Selected out of over 200 applications twelve beginning watchmakers began their education at Glashütte Original’s Alfred Helwig School of Watchmaking August 21st, 2006, at 9:30 am. With a plea to their honesty and commitment Glashütte Original’s managing director of production Günter Wiegand turned the new apprentices into the hands of Uwe Bahr and his educational team during a formal ceremony. This is the fifth class to go through the school since its opening in 2001. Glashütte Original’s school of watchmaking is the largest internal educational institution in the little "watch city."

The manufactory places a great deal of value on a practically oriented education. Educational field trips, foreign language classes (English and French), in-house internships, and partner programs with Switzerland’s WOSTEP (Watchmakers of Switzerland Training and Educational Program) complete this sound international education. Its graduates thus become ambassadors of "handmade in Germany" in general and of Glashütte’s art of watchmaking in particular throughout the world.

Managing director Günter Wiegand gave these new employees a rare promise at the start of their education: If they end their studies with an aggregate grade of 2.0 or better (equal to a 3.0 average in the American grade point system), they are guaranteed a job in the Glashütte Original manufactory or in one of the sister companies of the Swatch Group AG.

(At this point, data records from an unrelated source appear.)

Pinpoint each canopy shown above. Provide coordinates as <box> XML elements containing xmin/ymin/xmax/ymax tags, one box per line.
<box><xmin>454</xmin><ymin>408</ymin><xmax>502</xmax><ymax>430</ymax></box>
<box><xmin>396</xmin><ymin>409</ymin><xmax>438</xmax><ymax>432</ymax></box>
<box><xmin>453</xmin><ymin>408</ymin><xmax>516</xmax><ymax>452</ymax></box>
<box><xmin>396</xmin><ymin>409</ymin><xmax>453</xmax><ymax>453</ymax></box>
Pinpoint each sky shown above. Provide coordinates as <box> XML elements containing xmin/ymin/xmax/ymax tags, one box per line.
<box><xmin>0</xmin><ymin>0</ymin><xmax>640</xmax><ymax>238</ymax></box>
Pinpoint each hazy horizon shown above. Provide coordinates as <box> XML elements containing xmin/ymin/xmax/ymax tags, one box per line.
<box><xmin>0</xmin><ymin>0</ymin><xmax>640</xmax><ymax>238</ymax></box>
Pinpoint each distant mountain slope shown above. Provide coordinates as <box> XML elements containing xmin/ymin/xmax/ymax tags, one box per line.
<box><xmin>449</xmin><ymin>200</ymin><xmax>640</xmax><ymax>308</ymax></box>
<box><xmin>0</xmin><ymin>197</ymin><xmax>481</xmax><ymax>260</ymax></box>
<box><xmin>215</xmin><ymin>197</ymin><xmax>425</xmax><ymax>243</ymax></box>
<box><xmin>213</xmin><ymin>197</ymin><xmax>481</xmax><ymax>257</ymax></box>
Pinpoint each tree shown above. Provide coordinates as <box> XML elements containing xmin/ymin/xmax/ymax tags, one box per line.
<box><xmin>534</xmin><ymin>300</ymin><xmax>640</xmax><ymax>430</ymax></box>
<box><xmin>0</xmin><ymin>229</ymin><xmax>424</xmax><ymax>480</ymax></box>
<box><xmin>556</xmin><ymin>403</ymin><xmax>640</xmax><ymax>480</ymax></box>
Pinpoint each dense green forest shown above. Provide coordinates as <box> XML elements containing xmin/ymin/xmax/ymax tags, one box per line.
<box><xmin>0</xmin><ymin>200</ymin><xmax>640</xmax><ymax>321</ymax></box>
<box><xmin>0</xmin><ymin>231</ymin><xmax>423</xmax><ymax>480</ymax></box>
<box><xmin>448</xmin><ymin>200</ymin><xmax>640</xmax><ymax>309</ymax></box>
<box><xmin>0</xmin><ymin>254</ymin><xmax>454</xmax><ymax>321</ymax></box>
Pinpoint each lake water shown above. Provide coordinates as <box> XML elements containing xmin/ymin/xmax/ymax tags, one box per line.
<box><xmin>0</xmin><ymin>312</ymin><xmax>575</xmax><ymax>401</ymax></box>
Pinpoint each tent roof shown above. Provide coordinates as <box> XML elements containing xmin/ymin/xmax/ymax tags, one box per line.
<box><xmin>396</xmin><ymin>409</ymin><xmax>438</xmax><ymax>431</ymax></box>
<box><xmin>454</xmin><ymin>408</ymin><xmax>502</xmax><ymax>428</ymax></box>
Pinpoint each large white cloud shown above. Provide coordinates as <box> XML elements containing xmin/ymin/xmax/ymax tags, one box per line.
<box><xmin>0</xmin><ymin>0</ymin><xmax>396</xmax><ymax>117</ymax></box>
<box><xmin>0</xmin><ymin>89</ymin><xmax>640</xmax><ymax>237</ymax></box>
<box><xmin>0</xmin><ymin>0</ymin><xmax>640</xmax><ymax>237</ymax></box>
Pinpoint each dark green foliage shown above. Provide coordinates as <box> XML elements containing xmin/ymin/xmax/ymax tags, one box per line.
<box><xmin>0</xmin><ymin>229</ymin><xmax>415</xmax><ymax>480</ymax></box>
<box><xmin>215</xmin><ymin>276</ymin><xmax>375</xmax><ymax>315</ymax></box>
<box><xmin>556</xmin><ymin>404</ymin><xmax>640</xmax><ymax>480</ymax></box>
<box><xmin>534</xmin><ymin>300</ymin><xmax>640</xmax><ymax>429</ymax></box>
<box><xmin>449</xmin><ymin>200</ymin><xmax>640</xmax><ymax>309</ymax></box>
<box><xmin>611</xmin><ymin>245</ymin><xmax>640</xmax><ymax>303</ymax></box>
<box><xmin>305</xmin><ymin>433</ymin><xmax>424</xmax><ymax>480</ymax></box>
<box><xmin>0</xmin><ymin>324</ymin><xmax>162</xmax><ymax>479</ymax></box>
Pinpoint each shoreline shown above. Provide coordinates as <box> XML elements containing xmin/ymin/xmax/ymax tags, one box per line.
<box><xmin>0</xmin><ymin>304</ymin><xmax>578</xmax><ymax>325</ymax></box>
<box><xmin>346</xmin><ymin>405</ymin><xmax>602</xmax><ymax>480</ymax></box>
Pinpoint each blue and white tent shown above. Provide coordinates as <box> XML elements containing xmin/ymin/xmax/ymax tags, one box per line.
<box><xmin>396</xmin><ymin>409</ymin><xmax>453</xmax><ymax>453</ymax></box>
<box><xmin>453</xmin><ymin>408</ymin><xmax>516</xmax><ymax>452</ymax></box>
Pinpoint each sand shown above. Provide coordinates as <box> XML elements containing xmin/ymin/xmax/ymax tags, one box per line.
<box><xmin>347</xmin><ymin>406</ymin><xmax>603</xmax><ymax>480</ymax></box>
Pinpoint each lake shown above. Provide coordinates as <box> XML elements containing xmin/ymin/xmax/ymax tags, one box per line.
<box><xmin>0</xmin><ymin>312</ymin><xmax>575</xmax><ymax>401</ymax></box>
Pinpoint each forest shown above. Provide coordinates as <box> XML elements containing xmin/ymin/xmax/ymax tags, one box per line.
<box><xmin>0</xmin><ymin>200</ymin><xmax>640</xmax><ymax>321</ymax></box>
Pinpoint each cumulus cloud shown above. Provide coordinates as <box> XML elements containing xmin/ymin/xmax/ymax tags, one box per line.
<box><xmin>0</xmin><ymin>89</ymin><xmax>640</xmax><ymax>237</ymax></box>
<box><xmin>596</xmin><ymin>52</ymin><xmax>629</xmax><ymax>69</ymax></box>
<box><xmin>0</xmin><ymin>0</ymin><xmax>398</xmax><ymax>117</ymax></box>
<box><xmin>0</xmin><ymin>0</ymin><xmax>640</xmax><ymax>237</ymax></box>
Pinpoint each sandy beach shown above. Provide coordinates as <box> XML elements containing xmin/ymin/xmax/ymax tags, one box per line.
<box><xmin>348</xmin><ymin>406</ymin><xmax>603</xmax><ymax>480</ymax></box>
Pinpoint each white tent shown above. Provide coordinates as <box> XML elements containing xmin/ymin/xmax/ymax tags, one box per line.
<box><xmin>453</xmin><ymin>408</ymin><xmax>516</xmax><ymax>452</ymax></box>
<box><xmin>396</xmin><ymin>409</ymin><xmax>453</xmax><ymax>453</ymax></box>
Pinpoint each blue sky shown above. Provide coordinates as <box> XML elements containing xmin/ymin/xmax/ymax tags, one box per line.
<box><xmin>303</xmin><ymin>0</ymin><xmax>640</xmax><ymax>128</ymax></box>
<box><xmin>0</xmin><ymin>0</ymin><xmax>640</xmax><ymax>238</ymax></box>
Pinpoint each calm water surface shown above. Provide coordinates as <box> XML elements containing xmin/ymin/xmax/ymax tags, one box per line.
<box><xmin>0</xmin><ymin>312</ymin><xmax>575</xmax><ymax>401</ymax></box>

Since the founding of the German School of Watchmaking by Moritz Grossmann in 1878, watchmakers have been educated in Glashütte, located in Saxony’s Müglitz Valley. Maintaining and continuing knowledge collected for generations, and thus securing the continuance of the traditional craft of watchmaking in Glashütte, is an express goal of the Glashütte Original manufactory. Completely in the spirit of Grossmann, the future of watchmaking is placed in the hands of the youth, in every sense.